BMW Profit Growth May Be Exhausted, While China Probe Clouds Future

on August 7 2014 | in Daily Headlines | by | with No Comments

BMW’s latest financial results excited most investors, again, but there are some who wonder if, just maybe, the leading German luxury car maker’s growing profitability might be peaking out.

And news that the Chinese government is investigating foreign automakers’ alleged monopolistic pricing won’t help BMW or for that matter its competitors like Daimler’s Mercedes, VW’s Audi and Jaguar Land Rover. Massive sales in China have been almost a license to print money for luxury car makers, with BMW accounting for one fifth of its revenues there. China provides around 30 per cent of BMW’s operating profit.

Long-term problems for luxury car makers include the huge expense of meeting ever-tighter fuel efficiency regulations, and BMW is seen as being ahead of the curve on this.

Investors applauded BMW’s burgeoning second quarter profit margins as it increased its model line with new niches. Max Warburton, analyst with Bernstein Research, thinks that maybe BMW will soon find it has run out of categories to fill, and profits may bump up against a ceiling.

New niche BMWs include the X4, 4-series, 2 series Active Tourer and Project “i” electric vehicles.
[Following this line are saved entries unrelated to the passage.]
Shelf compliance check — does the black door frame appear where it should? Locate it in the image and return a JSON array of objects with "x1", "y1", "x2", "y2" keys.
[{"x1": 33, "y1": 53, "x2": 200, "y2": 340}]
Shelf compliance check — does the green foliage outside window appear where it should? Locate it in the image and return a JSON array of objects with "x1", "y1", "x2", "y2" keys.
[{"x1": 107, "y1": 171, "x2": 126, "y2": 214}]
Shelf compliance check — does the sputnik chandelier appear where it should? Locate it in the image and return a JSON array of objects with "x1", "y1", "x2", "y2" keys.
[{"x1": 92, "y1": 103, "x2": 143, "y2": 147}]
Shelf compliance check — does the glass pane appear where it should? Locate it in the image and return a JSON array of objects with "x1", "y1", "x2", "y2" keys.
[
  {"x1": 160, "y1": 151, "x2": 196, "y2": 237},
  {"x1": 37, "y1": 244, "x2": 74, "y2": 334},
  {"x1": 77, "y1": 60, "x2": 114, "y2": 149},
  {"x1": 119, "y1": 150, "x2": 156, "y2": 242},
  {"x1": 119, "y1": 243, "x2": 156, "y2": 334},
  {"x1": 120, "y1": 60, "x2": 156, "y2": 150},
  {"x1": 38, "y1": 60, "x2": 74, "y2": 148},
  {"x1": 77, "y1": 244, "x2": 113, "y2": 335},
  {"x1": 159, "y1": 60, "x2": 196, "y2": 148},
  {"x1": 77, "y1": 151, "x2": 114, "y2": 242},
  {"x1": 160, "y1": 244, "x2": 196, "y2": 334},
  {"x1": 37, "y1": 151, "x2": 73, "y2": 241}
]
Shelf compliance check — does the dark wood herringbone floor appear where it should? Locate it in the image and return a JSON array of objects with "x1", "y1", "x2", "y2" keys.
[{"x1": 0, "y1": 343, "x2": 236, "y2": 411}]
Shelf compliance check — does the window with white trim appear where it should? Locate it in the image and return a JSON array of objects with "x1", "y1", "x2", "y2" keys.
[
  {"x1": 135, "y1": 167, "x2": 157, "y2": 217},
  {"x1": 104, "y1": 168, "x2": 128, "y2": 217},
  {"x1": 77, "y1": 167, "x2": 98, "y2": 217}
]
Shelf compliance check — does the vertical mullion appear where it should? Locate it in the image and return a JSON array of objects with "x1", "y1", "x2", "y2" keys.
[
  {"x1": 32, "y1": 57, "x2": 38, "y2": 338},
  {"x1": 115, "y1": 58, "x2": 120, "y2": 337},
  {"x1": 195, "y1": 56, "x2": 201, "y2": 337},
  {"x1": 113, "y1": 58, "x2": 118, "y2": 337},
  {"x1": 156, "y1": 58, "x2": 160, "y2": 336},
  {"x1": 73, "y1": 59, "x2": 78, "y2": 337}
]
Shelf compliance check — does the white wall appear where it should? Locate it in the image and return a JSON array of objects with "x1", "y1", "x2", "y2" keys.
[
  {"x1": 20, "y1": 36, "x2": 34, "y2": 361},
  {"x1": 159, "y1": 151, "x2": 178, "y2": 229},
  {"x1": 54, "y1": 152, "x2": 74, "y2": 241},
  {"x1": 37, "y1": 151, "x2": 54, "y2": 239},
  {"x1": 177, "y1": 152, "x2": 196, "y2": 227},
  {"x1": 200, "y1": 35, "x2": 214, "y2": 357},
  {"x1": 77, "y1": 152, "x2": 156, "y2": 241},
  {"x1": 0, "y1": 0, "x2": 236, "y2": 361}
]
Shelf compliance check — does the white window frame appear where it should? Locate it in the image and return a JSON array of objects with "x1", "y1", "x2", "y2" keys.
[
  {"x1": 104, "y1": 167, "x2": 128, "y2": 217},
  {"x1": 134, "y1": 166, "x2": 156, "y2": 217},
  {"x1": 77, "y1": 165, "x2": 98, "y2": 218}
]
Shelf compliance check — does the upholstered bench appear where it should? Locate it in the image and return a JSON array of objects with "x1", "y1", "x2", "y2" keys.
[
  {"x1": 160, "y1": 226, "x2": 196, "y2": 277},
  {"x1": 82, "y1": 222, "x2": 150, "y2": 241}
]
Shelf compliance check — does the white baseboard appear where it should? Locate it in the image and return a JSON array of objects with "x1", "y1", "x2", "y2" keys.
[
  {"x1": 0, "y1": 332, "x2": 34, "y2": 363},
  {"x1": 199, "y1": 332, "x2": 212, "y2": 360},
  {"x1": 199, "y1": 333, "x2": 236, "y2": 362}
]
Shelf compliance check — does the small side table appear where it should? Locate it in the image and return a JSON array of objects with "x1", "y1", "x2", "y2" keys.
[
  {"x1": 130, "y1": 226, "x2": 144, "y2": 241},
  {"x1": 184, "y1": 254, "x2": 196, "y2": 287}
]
The upcoming 2 series Active Tourer is BMW’s first minivan and front wheel drive vehicle, with technology borrowed from the new Mini. BMW is currently launching the i8 plug-in hybrid sports car, after previously introducing the i3 electric city car.

Meanwhile, the Financial Times of London’s Lex column was puzzled by the Chinese probe, saying a move to force lower prices for luxury cars seemed to conflict with government aims to limit car purchases and congestion in cities, and wouldn’t help domestic car makers trying to compete with foreigners. But investors may well shrug off the problem, given that they have much bigger fears at the backs of their minds about the Chinese banking system. A bursting Chinese banking bubble would be a huge problem.

Investors don’t seemed overly concerned about any China problem for BMW, but some see a rejuvenated Mercedes model line-up as a threat. Macquarie Research says it prefers to invest in Mercedes because of its even better product momentum and profit margin improvement potential.